The strains in Natalia’s marriage are revealed in a long scene in the bedroom, naturalistically depicted in the beginning. Irritation arises when she and her husband Hernán (Alfonso Tort) start to discuss injustices against women at his job interviews and about the new garden and what to plant. He tries to have sex.

She doesn’t want to. They decide to watch a movie, but not even that works. They argue, she stands up, packs her bag and leaves – apparently, she does this frequently. In a parallel scene in the bedroom, but much shorter, Pablo asks his wife Carla (Romina Peluffo) about her job interview as she responds with frustration that they’re only looking for men. He quickly starts to complain about his own bad work position. She tries to get some affection in a hug. He rejects her.

Throughout the film, Murga are observing these kinds of situations and various matters about gender, always subtle and authentic, The couple both snipe at each other in everyday life. It seems harmless, but means a lot, demonstrating how love and affection can fall out when routines of family life take over. They are both in a similar deep crisis, going on the same journey thinking, consciously or unconsciously, that an affair would be a solution for the frustration.

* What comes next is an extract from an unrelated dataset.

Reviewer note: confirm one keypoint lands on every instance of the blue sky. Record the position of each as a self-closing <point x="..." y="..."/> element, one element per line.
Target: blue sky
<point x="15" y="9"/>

Murga seems to be interested in asking what makes a man and a woman equal and what is expected of their gender, whether it comes from outside in the society or not. Both of their students, the nerdy hunk Gonzalo (Emanuel Parga) and the punk-bohemian Luciana (Verónica Gerez) initiate the affairs, and none of the protagonist resist. As the relationships continues and the married couples experience them with both doubts and joy, Murga mirror the small differences without stress or overly dramatize them.

Pablo rarely shows emotions, even when things heat up. The consequences of his action are minor compared to Natalia’s – but her cost seems to benefit her as well. Mexican actor Marina de Tavira (the other splendid actors are from Argentina and Uruguay) has a meatier role than Joaquín Furriel. More expressive, more emotions – like her international breakthrough in Roma, she nails it.

The fact that executive producer Martin Scorsese saw greatness in Celina Murgas filmmaking at an early stage comes as no surprise – Murga is an original storyteller. He held the same credit on Murgas previous Argentinian films The Third Side of the River (2014) and A Week Alone (2008). Scorsese admires many talented directors and often stands as executive producer, in the likes of Italian auteur Alice Rohrwacher’s Happy as Lazzaro (2018), Croatian Antoneta Alamat Kusijanovic’s Murina (2021) and British Joanna Hogg’s The Souvenir films (2019, 2021) and The Eternal Daughter (2022).

Murgas modern romance and family life is linked to how social media infiltrates our lives – their infidelities are being revealed by photos spread on social media. She also seems to suggest that sometimes adultery can be a step for married couples to move into new territories and how it re-evaluate marriages, without saying that it’s the solution or favor open relationships. Or perhaps she simply wants to stress that freshly cut grass smells best in your own garden.